Remember Google Wave? I barely do – never really followed it, just recall the month or so of anticipatory hype. Then nothing. But if you look back at some of the press it got during it’s time, you’d think it was going to change everything. Of course it ended up not lasting long enough to really educate most folks on what it was supposed to be.
I’m not going to say Google+ is Google Wave redux, but the hype factor is quite similar, so I’ll choose to discount it’s coverage as an indicator of future success. Let’s remember, it’s Google. They could release a new web service centered around colon health, and it’d have 50 million users in it’s first week. I’m not surprised “Google’s take on Facebook” gets 10 million users it’s first week, especially when wrapped by a super-secret-limited-share release that only amps the interest.
Looking at the service itself and the environment it enters, it’s looking to take away from Facebook’s 750 million users. Facebook was clever how it found and fit a niche: making the act of sharing personal information fun, and reaping massive profits from it’s surrounding targeted advertising network. Of course, this is a sore spot for Google – that’s their racket too, only Google doesn’t make it as fun, and they’re a whole lot sneakier about it.
So why will an exodus of Facebook’s 750 million flock to Google+?
Minimalist Design: OK, this one actually draws users, but probably not the droves you’d expect. Geek chic loves pretty interfaces, fewer buttons, smooth transitions, and everything that feels new. If geek chic were a cultural group, Apple would be their religion, and Google Chrome would be the window they view the world through. It’s a strong, vibrant base in the computer user market.
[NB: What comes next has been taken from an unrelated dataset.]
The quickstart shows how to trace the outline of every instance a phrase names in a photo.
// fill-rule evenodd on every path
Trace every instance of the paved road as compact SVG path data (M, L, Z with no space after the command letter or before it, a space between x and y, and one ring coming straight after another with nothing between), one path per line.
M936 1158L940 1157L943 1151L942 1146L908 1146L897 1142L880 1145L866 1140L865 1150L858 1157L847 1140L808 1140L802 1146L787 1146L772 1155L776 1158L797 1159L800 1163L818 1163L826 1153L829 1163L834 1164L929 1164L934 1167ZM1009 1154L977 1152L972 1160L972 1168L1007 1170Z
It’s also a minority. Apple computers makes up about 11% of the market, and Chrome users are around the same. Problem is, Facebook became Facebook because you could find anyone on it, not just the guys you knew at the Coffee Shop or in Art class. Which leads into…
Users: If you want to beat Facebook, you better start sprouting users (and I don’t mean Google users, but Google+ users – look at Google Buzz to understand the difference). Yes, Google is ubiquitous and yes, it stands to benefit from nagging every user with your little icon at the top of every authenticated Google product user experience. But if you don’t have high school friends and fantasy football league buddies waiting on the other end of that icon, it ends up just another forum to broadcast what you ate for breakfast and hope it sparks a conversation.
Features: This one I don’t buy too much either. Circles are nice, granted. Frankly creating a “work” circle effectively is all I needed to completely replace my LinkedIn account (some manner to separate my drunken ravings from my professional drunken ravings). But, I’d argue features are too subjective and more vulnerable to competition and one-ups manship. One could argue Bing has fresher features than Google’s standard search, but that ain’t helping them much on market share.
The bottom line as far as I’m concerned is Google+ will not replace Facebook, but if it’s successful in the next 3 months, could stand to compete. Maybe it’ll live as a “geek’s choice” social network, just as its incomplete browser product serves the same base. But if it ever plans to take over Facebook and succeed in world domination, it’s too late to just do Facebook “but better.” Facebook did it at the exact right time. Google will have to do something different. Something that doesn’t feel like a smart guy’s take on an online property that’s thrived over the last several years. They’ve got the mental horsepower and resources to do it.
Otherwise, Google will have to go back to what it’s sublime at: filling niches that no one has dominated yet with clever solutions and harvesting massive amounts of behavioral user data for its advertising empire.